Gemcitabine: vascular toxicity and prothrombotic potential.

BACKGROUND

Gemcitabine has been associated with important thrombotic and vascular side effects. As indications for its use in oncology and hematology are expanding, comprehensive characterization of these complications becomes imperative.

OBJECTIVE

This article reviews the prothrombotic potential and other vascular effects of gemcitabine and experience accrued through its use in research laboratories, clinical trials and clinical practice.

METHODS

The most relevant publications were identified through the PubMed database and by reviewing the drug information released by the FDA.

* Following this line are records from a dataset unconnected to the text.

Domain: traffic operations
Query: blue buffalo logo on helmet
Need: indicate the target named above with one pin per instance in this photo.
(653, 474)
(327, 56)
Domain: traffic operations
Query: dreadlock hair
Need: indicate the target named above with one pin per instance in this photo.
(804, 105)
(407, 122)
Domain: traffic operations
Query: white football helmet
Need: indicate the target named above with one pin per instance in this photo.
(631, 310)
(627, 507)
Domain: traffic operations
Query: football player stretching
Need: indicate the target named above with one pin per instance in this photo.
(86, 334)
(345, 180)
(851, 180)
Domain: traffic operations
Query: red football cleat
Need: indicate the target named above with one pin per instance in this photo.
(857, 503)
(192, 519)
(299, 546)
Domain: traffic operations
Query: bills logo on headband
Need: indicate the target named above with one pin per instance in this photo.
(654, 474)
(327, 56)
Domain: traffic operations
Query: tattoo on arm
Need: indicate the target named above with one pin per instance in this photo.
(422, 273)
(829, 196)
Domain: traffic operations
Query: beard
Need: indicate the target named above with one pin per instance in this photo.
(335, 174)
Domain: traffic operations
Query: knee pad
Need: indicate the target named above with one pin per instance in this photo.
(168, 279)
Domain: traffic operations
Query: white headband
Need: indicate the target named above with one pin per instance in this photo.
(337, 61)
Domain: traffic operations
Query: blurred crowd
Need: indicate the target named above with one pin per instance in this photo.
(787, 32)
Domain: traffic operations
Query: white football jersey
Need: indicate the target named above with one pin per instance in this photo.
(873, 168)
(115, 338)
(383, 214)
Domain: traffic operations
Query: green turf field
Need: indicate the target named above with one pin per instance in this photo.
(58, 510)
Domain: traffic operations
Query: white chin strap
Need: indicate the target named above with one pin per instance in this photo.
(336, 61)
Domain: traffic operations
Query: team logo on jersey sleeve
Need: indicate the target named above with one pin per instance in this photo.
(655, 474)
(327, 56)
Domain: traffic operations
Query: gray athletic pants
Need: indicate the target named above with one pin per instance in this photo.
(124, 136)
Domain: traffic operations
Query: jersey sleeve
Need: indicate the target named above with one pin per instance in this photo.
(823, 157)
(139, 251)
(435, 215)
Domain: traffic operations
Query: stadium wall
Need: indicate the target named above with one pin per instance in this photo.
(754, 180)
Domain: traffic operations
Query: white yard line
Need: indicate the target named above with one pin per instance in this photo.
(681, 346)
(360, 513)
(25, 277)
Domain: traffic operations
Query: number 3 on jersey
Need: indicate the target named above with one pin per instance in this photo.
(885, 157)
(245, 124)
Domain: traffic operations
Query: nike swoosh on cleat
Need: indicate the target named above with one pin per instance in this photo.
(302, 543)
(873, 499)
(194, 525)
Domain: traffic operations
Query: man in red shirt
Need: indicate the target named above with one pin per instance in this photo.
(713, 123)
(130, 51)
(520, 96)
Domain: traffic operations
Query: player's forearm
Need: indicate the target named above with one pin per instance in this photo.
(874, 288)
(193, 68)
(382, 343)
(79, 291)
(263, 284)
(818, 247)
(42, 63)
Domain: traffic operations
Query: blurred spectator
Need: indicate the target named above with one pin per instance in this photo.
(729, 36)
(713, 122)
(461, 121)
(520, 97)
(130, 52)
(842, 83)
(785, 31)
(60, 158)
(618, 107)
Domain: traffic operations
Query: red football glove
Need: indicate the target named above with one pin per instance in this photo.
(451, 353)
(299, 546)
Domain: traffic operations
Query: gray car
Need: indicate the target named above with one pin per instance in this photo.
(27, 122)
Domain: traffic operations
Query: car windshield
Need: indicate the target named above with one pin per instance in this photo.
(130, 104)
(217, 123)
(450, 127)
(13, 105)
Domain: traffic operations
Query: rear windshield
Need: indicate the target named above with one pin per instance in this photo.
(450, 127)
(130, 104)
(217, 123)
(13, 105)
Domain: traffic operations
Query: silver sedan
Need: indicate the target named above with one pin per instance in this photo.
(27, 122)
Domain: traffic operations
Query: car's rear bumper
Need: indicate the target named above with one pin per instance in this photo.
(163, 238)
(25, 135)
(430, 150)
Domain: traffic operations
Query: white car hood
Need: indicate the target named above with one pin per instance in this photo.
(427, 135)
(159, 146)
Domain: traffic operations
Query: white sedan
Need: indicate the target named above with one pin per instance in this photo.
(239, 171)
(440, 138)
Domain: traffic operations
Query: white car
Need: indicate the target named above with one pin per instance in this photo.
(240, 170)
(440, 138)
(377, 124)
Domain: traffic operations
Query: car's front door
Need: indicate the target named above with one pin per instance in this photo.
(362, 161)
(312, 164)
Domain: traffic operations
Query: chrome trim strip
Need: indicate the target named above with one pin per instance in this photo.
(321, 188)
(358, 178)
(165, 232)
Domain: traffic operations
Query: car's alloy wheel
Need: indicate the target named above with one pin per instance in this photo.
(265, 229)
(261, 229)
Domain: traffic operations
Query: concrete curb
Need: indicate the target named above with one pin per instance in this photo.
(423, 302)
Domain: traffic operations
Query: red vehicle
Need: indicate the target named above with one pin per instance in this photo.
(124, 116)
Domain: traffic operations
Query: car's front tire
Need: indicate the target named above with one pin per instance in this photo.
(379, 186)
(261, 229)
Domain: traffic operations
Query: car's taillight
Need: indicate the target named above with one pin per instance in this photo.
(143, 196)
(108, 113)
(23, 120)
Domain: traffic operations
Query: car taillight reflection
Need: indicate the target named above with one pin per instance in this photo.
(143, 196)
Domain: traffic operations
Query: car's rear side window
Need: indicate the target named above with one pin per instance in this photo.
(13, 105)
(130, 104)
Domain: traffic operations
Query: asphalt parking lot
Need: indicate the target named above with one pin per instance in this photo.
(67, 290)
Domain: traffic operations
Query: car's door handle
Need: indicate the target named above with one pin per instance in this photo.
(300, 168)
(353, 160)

RESULTS/CONCLUSIONS: In the author's opinion, the incidence of thrombotic and vascular toxicity with gemcitabine is higher than previously estimated. Venous thromboembolism (VTE) and acute arterial events, digital ischemia and necrosis, vasculitis and thrombotic microangiopathy, potentially fatal systemic capillary leak and reversible posterior leukoencephalopathy syndromes are only a few items on the long list of vascular-toxic effects of gemcitabine. These toxicities seem to be more frequent with the use of gemcitabine-platinum doublets than with gemcitabine alone. Careful consideration of gemcitabine use should be given in the setting of pre-existing arterial vascular disease, venous thromboembolism, collagenoses, heart failure, liver damage and advanced hepatic metastases. Specific treatment requirements of individual patients, their comorbidities and the gemcitabine risk:benefit ratio should be always sought before using this agent in antineoplastic therapy.